Did this indicate a sea change in traditional HR? Yes. Do I consider it “radical HR,” though? No.
I wonder if this disconnect—between mainstream publication descriptions of “radical” and my colleague’s and my internal barometer of “radical”—is what animates her question.
The reality is that, regardless of the sea change in traditional HR, the change is still cosmetic. The employer-employee contract remains the same. Mainstream HR still sees its role as maintaining the organization’s bottom line and still sees workers as necessary but unfortunate cost centers. It still tries, as if wishing workers could be robots, to optimize production and productivity, effectiveness, and efficiency.
Radical HR, on the other hand, redefines the employer-employee contract through a social justice lens (we suggest developing an employer philosophy, a clear statement of how the employer seeks to treat people who perform work in the organization). Radical HR begins by assuming that if organizations were centering their missions, they also would be embodying a fundamental social justice principle that a mission-centered organization would center the voices and leadership of the communities it serves. Therefore, workers would, optimally, come from the communities the organization serves. Therefore, serving the workers and serving the communities (or in HBR’s words, “customers”) are one and the same.

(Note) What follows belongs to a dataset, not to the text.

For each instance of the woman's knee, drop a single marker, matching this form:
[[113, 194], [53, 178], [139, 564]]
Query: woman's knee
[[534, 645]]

Another tenet of radical HR, as far as I’m concerned, is that it breaks open the boundaries of a single organization and sees people- and culture-development as servicing liberatory movements, not organizations. It embraces the broader frame of a dynamic, interdependent ecosystem of anti-oppressive movement organizations, together moving toward a larger vision in which workers move fluidly between organizations as their strengths develop and change. Whereas traditional HR sees other organizations in its ecosystem as its “competitors,” radical HR sees other organizations in its ecosystem as its natural (and reciprocal) collaborators, catalytic changemakers, and stepping stones for the career development of their own workers.
Enrique Rubio, in his International Association for Human Resource Information Management (IHRIM) blog “The Essential Role of HR in Unleashing Radical Global Innovation” talks about radical HR in this way:
“If we want to go at all, we must go together.” If we want to survive and thrive as humanity we are going to have to come together as a global community, put our differences aside, and tap into the massive power of our collective intelligence, creativity, imagination, resourcefulness, and grit to find solutions to these global challenges while we endure the short-term consequences of not having come together sooner. That’s the only way to think and implement deep, wide, far-reaching, and quickly implemented solutions.
Coming together, building bridges across countries, cultures, and communities, and tearing down the mental walls that separate us, isn’t just wishful thinking promoted by hippies, it is becoming a human survival imperative if we want to preserve our existence in the years to come.”
Yes! I can get behind that. Radical HR is a fundamental shift. It’s about building a consent-based workplace, deepening trust and accountability through generative conflict, and using choice points to move toward equity even when the road toward equity is not fully visible. It’s about advancing transparency, shining a light on, and if possible undoing (or at least reducing the harm of) the inequities built into most standard organizational policies and procedures. It’s about understanding that all risks do not have the same consequences. It’s about providing a framework across our movement organizations for liberatory practices to flourish. And to quote my friend and colleague who got me started on this search: It’s about putting the “Human” back in human resources.